К исходу июля 1855 года все суда наши, бывшие тогда в Восточном океане, кроме остова гнилого фрегата «Паллада», со всеми командами и имуществом Петропавловского порта, были сосредоточены в Николаевском, и река Амур послужила им надежным и безопасным убежищем от преследования их в несколько крат сильнейшим неприятелем. Суда, зимовавшие тогда в Амуре, были следующие: 44-пушечный фрегат «Аврора» [70] , 16-пушечный корвет «Оливуца», 6-пушечная винтовая шхуна «Восток» и транспорты «Двина», «Иртыш», «Байкал», шхуна «Хеда», тендер «Камчадал» и пароход «Аргунь».
70
На этом фрегате я служил девять лет, в том числе шесть лет был на нем старшим лейтенантом.

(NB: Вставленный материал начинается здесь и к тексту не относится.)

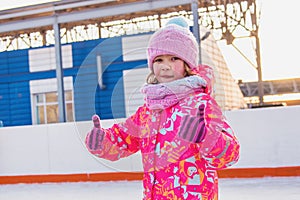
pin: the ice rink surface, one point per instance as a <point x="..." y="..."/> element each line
<point x="271" y="188"/>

Итак, установление возможностей плавания морских судов в устье Амура и в Амурском лимане, в который оказалось возможным попадать как из Охотского моря, так и Татарского пролива, открытие, исследование и утверждение наше в Приамурском крае и на острове Сахалине, совершенные Амурской экспедицией, при первом же случае разрыва с западными державами, указало на всю государственную важность деятельности этой экспедиции. В первый же год войны благодаря работам упомянутой экспедиции этот край сыграл роль убежища для нашей военной эскадры и имущества Петропавловского порта, а также Японской экспедиции, без чего все это было бы поставлено в самое критическое положение. Несмотря на победу, одержанную в Петропавловске, эскадра наша и все находившееся на ней сделалось бы добычей или огня, или неприятеля. Между тем она провела зиму спокойно, как бы на родной почве, среди своих собратьев, со всеми принадлежностями и особенностями русской жизни.
Все изложенные сейчас факты весьма знаменательны в истории Приамурского и Приуссурийского краев, ибо они составляют последний краеугольный камень и незыблемый фундамент, воздвигнутый Амурской экспедицией к признанию Амурского и Уссурийского бассейнов с островом Сахалином за Россией. Эти факты ясно доказывают, что только здесь Россия может иметь надлежащий оплот и важное политическое значение на отдаленном своем Востоке. Эти факты составляют честь всего нашего флота, ибо питомцы его вынесли все это единственно на своих плечах, несмотря на полное несоответствие данных им инструкций и полное ничтожество средств. Их одушевляли гражданская доблесть и мужество, и они твердо шли к цели, с полным сознанием, что именно эта цель приведет к утверждению навсегда края за Россией.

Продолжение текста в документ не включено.